Was Anleger tun können
Trotz dieser Gefahr werden die Zentralbanken die Marktzinsen wohl leicht oberhalb der Nulllinie fixieren und die Inflation so weit erhöhen, dass der Realzins negativ wird. Zumindest für eine gewisse Zeit. Es ist im Grunde die einzige Option, die im ungedeckten Papiergeldsystem wurzelnden Schulden zu entwerten und das System in Gang zu halten.
Mit festverzinslichen Papieren lassen sich also weiterhin keine Renditen mehr erzielen, die nach Abzug der Inflation positiv sind. Viele Investmentberater empfehlen ihren Kunden daher, auf Aktien auszuweichen. Aktien versprechen Kursgewinne und Dividendenzahlungen. Die wichtige Frage lautet dann aber: Wie soll man in Aktien investieren?
Das Investieren in einen breiten Aktienmarktindex schützt nicht notwendigerweise vor Inflation. Beispielsweise fiel in den USA in der Zeit 1973 bis 1982 – einer wirtschaftlich turbulenten Phase – die Inflation im Durchschnitt höher aus als die Kurszuwächse der Aktien. Der Grund: Die Inflation beeinträchtigte die Rentabilität vieler Unternehmen.
Die Alternative ist, sehr wählerisch zu sein und nur in Aktien von Unternehmen zu investieren, die langfristig hohe Renditen auf das eingesetzte Kapital erzielen können, und die langfristig ihre Gewinne pro Aktie steigern können – und das auch in wirtschaftlich schwierigen Phasen.
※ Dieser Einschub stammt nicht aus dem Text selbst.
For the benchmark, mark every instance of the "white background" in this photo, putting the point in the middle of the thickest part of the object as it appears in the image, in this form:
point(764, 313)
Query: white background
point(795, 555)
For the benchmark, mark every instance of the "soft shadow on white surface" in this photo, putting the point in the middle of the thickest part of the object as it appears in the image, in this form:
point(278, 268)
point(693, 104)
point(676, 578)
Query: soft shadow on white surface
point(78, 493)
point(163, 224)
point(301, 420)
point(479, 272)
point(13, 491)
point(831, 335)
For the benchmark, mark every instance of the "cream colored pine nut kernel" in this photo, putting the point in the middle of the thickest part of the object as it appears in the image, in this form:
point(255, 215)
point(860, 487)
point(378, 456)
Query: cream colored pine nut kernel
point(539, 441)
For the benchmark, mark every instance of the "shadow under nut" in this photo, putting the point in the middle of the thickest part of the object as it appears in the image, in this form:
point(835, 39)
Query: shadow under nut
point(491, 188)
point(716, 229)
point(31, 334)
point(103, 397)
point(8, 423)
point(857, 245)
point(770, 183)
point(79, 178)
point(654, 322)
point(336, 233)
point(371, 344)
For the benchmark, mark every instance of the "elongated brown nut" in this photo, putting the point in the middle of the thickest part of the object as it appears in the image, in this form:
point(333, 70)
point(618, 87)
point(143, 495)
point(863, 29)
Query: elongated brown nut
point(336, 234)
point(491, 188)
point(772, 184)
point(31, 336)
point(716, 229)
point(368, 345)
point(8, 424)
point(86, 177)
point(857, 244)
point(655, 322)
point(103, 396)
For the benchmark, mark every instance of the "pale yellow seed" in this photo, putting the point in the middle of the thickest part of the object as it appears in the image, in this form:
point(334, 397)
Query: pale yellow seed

Damit haben gute "Value Investoren", die sich ausgiebig mit der Bewertung einzelner Unternehmen beschäftigen, die besten Voraussetzungen, langfristig positive reale Renditen für Anleger erzielen zu können – und das auch in einem Umfeld, in dem die abenteuerlichen Zinsexperimente der Zentralbanken weitergehen.